Last Updated: 08/13/2024

Summary

  • XARELTO increases the risk of bleeding and can cause serious or fatal bleeding. In deciding whether to prescribe XARELTO to patients at increased risk of bleeding, the risk of thrombotic events should be weighed against the risk of bleeding.1
  • In ROCKET AF, macroscopic hematuria, categorized as major bleeding occurred in 0.37% of the XARELTO group and 0.29% of the warfarin group. Treatment-emergent hematuria occurred more in XARELTO patients than warfarin patients (P<0.05).2
  • In the VENTURE-AF study, hematuria was reported in 1.6% of XARELTO-treated patients.3
  • From the Dresden NOAC registry, 6 of the 67 patients who discontinued XARELTO due to bleeding complications reported hematuria (2.7%).4
  • In the EINSTEIN-EXTENSION study in patients with pulmonary embolism (PE) or deep venous thrombosis (DVT), non-major, clinically relevant hematuria occurred in 9 XARELTO patients and no patients in the placebo group.5
  • A post hoc analysis of the MAGELLAN and MARINER trials observed hematuria in 27 (20.5%) of all patients with a nonmajor clinically relevant bleed (NMCRB) and in 2 (7.7%) of all patients with a major bleed in the MARINER trial.

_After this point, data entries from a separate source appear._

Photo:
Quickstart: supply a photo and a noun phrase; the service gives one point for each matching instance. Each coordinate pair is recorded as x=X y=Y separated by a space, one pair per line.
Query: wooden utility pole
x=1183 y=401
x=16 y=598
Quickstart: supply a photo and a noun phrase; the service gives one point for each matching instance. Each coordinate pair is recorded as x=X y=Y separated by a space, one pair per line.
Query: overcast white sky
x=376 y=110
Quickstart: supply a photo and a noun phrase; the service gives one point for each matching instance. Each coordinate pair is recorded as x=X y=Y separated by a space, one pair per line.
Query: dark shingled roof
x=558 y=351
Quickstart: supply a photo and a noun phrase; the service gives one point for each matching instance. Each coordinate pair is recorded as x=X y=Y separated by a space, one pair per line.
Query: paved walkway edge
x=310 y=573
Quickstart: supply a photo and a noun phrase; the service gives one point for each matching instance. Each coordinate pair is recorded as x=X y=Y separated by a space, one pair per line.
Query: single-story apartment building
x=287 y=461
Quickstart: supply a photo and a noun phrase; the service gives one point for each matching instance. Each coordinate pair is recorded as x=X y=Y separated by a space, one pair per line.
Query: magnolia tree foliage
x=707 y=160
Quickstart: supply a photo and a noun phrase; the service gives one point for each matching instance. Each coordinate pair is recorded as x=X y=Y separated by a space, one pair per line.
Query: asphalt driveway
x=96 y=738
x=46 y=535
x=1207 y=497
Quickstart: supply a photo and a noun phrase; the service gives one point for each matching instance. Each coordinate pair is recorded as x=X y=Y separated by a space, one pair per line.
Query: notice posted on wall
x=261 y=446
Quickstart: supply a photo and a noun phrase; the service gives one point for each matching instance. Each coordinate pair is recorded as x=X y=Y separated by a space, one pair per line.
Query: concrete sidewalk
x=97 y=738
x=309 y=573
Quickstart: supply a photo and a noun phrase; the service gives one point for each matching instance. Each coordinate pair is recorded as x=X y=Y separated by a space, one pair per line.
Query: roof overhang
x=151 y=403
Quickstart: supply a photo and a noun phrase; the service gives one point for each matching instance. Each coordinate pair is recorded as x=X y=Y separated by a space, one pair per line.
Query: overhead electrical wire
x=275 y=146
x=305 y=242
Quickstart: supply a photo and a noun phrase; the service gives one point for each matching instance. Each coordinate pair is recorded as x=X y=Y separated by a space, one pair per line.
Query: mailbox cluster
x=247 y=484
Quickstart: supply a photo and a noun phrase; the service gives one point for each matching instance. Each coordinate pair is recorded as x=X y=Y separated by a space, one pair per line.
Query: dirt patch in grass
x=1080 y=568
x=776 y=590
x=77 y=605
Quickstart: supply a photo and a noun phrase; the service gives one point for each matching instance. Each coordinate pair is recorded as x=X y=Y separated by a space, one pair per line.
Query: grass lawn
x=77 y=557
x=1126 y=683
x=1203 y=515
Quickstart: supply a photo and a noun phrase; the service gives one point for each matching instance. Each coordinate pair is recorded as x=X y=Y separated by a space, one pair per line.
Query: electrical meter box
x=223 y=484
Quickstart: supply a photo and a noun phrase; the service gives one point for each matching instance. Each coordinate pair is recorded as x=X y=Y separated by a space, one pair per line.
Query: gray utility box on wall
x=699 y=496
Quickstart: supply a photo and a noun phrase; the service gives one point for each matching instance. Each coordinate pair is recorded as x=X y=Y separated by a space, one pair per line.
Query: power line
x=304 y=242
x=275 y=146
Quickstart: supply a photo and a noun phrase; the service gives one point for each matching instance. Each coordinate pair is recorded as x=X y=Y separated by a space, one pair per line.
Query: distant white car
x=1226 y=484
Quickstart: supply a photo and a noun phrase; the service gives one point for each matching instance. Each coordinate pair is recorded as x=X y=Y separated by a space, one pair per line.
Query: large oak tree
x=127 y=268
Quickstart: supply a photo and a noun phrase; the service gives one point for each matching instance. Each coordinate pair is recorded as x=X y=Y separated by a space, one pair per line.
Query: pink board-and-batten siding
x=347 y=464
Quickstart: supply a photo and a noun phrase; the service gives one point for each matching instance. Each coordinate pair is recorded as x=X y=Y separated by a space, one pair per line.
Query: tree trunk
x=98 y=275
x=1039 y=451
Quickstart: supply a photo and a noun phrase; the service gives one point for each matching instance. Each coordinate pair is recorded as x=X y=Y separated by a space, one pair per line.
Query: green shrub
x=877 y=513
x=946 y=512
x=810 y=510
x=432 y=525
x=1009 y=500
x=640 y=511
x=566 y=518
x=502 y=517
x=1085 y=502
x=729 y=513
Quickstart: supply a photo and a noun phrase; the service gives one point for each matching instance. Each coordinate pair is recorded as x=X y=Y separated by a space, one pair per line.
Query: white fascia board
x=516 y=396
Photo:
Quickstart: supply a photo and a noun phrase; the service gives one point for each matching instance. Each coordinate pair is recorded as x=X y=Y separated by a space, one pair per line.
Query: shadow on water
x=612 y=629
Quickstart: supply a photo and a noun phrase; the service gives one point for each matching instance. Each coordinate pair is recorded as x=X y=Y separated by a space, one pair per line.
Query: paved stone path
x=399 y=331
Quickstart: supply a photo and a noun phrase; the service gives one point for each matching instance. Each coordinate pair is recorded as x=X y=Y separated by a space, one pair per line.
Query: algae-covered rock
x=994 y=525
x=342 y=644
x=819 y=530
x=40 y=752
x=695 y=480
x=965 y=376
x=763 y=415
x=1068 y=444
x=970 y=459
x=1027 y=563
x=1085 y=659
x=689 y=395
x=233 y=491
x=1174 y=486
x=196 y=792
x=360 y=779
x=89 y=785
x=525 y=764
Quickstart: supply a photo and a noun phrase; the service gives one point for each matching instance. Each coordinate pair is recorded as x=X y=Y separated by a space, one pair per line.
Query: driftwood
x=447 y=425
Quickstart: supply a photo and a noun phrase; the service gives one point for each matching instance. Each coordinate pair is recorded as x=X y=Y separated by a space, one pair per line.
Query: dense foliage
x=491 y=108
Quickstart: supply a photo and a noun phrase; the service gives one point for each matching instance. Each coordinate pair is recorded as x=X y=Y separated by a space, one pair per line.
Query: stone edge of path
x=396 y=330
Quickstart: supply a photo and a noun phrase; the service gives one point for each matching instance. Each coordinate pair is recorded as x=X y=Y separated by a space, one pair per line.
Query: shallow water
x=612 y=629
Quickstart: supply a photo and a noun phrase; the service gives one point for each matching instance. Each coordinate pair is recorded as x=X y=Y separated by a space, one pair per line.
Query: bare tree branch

In the MAGELLAN trial, urogenital bleeding was observed in 48 (30.4%) of all patients with a NMCRB, in 3 (5.4%) of all patients with a major bleed, and in 61 (10.8%) of all patients with trivial bleeding.6,7
  • In a retrospective study to assess the efficacy and safety of XARELTO and apixaban in obese patients with an acute venous thromboembolism (VTE), hematuria was reported in 26.1% of all patients who had a bleeding event with XARELTO compared to 0% of all patients who had a bleeding event with apixaban.8
  • Hematuria was reported in 5/24 (3.0%) patients of which 2 (4.1%) had a trough concentration (Ctrough) <12 ng/mL and 3 (2.5%) had a Ctrough ≥12 ng/mL in a retrospective study to assess the efficacy and safety of XARELTO in patients with non-valvular atrial fibrillation (NVAF).9
  • Additional citations identified are included for your review.10-23

CLINICAL STUDIES

Stroke Prevention in Nonvalvular Atrial Fibrillation

ROCKET AF Trial

The ROCKET AF trial was a phase 3, randomized, double-blind, double-dummy, multicenter, event-driven, noninferiority study to evaluate the efficacy and safety of XARELTO 20 mg once daily (15 mg for patients with creatinine clearance [CrCl] 30-49 ml/min) and dose-adjusted warfarin (target international normalized ratio [INR]: 2.0 to 3.0) for the prevention of stroke and systemic embolism in patients with nonvalvular AF at moderate-to-high risk for stroke.24

  • The incidence of treatment-emergent hematuria was higher in XARELTO-treated patients (296/7111) compared to warfarin-treated patients (242/7125) (4.16% vs 3.40%, P<0.05).2
  • Macroscopic hematuria, within the major bleeding category, occurred in 26 XARELTO-treated patients and 21 warfarin-treated patients (0.37% vs 0.29%).
    • Major bleeding was defined as clinically overt bleeding associated with any of the following: Fatal outcome, involvement of a critical anatomical site, fall in hemoglobin concentration ≥2 g/dL, transfusion ≥2 units of whole blood or packed red blood cells, or permanent disability.2

VENTURE AF

VENTURE AF (ActiVe-controlled multicENTer stUdy with blinded-adjudication designed to evaluate the safety of uninterrupted Rivaroxaban and uninterrupted vitamin K antagonists [VKA] in subjects undergoing cathEter ablation for nonvalvular Atrial Fibrillation) was a  phase 3b, randomized, open-label study comparing XARELTO 20 mg once daily and dose-adjusted VKA (target INR: 2.0 to 3.0).3

  • Hematuria was reported as a non-major bleeding event in 2/123 XARELTO-treated patients (1.6%) and in 0/121 VKA-treated patients.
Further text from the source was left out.